Reacting to roadblocks
- EVALI Regulation Science
- September 1, 2019
- 17 minutes read
During a recent Vapor Technology Association event, several experts discussed the major obstacles for the ENDS industry.
By Timothy S. Donahue
The e-cigarette is on the ropes. Over the last 18 months, especially the last four, three major developments have forced the vapor industry into an outright battle for its existence. These events have several states and even the U.S. government using the issues to either ban flavors in e-liquids or ban all vapor products entirely. Several industry experts say that an outright flavor ban (except tobacco flavor) would force thousands of businesses to close, eliminate nearly 200,000 jobs and cost tens of billions of dollars in negative economic impact.
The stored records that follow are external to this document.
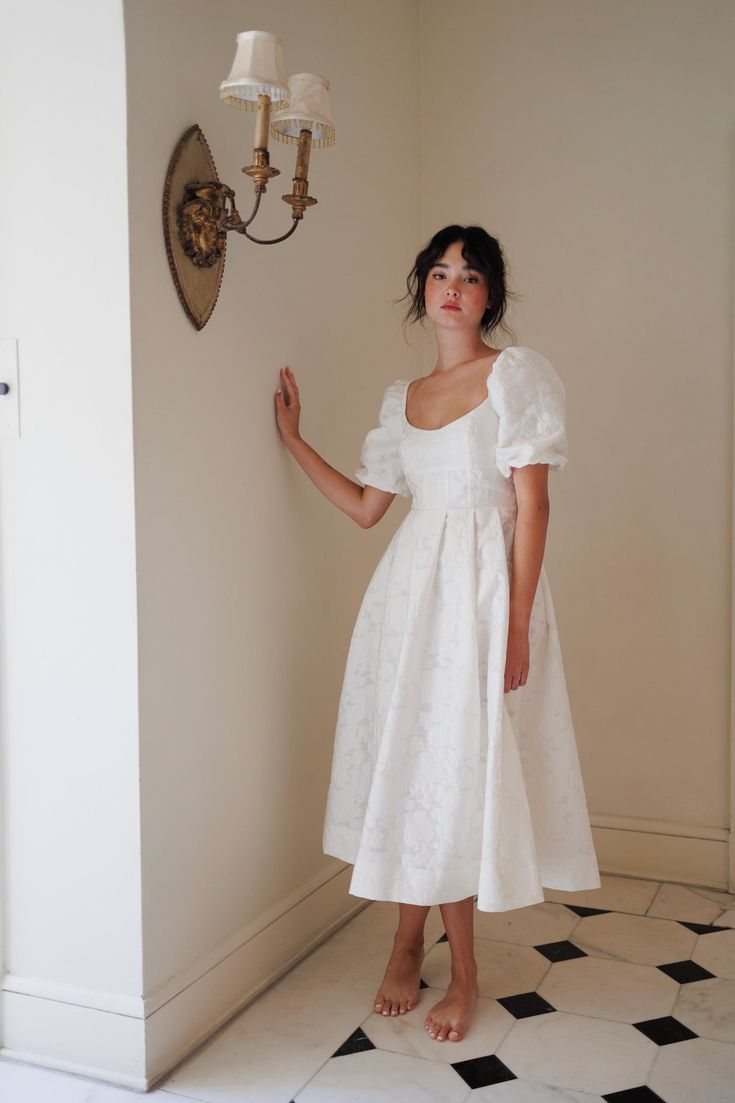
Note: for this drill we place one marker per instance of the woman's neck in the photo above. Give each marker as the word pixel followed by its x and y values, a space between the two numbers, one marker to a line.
pixel 458 347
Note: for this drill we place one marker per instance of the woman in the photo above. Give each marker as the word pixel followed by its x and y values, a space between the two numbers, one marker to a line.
pixel 455 772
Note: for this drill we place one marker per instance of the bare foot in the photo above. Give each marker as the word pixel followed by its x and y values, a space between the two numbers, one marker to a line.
pixel 449 1018
pixel 398 992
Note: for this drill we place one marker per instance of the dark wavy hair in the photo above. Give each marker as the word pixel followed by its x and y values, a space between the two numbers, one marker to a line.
pixel 480 250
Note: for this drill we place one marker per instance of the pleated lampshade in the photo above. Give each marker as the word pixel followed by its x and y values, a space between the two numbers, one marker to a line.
pixel 257 70
pixel 308 109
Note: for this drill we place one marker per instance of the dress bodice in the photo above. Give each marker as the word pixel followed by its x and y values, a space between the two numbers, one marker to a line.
pixel 467 462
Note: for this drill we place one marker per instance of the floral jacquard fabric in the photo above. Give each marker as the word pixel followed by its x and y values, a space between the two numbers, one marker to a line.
pixel 443 785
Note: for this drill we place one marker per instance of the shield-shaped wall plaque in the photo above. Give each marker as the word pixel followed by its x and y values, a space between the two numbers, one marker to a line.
pixel 196 282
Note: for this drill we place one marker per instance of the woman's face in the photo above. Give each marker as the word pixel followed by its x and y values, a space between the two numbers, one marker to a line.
pixel 455 293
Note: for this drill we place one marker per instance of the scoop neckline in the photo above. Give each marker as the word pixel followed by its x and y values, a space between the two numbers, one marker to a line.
pixel 461 417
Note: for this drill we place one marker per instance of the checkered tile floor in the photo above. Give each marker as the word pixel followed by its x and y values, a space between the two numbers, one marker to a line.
pixel 624 993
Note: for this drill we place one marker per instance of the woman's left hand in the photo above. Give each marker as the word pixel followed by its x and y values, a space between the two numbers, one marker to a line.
pixel 518 659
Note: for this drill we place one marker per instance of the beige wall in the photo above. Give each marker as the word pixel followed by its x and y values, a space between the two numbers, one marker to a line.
pixel 182 734
pixel 596 141
pixel 248 580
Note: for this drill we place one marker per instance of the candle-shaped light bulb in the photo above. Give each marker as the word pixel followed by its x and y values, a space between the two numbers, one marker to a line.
pixel 302 152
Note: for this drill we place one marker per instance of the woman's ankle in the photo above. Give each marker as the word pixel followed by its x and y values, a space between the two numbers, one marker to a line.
pixel 464 973
pixel 407 942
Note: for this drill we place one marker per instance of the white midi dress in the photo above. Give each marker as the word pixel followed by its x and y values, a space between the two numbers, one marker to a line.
pixel 444 786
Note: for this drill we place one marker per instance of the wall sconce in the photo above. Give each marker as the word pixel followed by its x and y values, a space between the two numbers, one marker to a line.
pixel 199 210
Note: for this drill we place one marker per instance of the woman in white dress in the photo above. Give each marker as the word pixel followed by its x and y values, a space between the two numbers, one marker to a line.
pixel 455 772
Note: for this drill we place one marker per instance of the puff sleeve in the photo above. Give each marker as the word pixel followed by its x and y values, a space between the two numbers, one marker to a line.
pixel 530 400
pixel 380 462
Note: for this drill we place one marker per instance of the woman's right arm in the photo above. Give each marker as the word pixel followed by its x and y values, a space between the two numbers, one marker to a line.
pixel 365 505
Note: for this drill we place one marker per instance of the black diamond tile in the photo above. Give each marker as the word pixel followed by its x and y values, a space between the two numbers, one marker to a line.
pixel 528 1003
pixel 355 1043
pixel 685 972
pixel 641 1094
pixel 664 1030
pixel 560 951
pixel 701 928
pixel 481 1071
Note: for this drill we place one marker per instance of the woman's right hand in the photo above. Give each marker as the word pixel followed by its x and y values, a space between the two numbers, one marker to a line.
pixel 288 408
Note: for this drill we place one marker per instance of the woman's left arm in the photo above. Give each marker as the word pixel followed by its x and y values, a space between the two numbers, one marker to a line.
pixel 531 485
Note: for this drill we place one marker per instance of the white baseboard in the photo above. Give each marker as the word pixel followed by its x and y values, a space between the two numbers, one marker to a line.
pixel 660 850
pixel 135 1042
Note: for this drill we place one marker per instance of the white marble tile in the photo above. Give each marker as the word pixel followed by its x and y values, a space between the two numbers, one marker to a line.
pixel 504 968
pixel 618 893
pixel 677 901
pixel 541 922
pixel 716 953
pixel 707 1007
pixel 577 1052
pixel 635 939
pixel 276 1045
pixel 376 1077
pixel 698 1070
pixel 529 1091
pixel 405 1034
pixel 27 1083
pixel 609 989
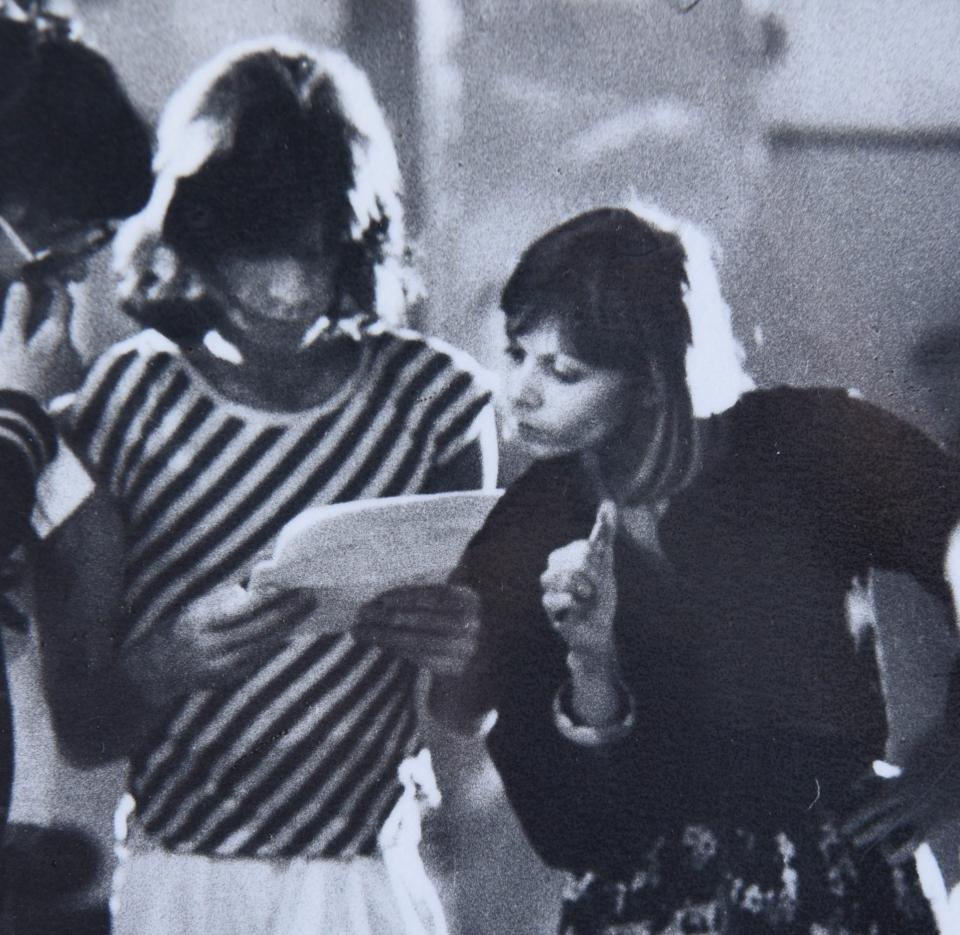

First came a large increase in youth use, and later, the U.S. Food and Drug Administration (FDA) was forced to ramp up its premarket tobacco product application (PMTA) deadline, then the lung illnesses started happening. In early June, the U.S. Centers for Disease Control and Prevention (CDC) and the FDA began to receive reports surrounding an outbreak of respiratory illnesses linked to what the FDA and CDC claim were “vapor and e-cigarette” products (see “Irrational Hysteria,” page 18). In response to the epidemic, several states, the FDA and even President Trump himself have called for a ban on all flavored e-cigarette products.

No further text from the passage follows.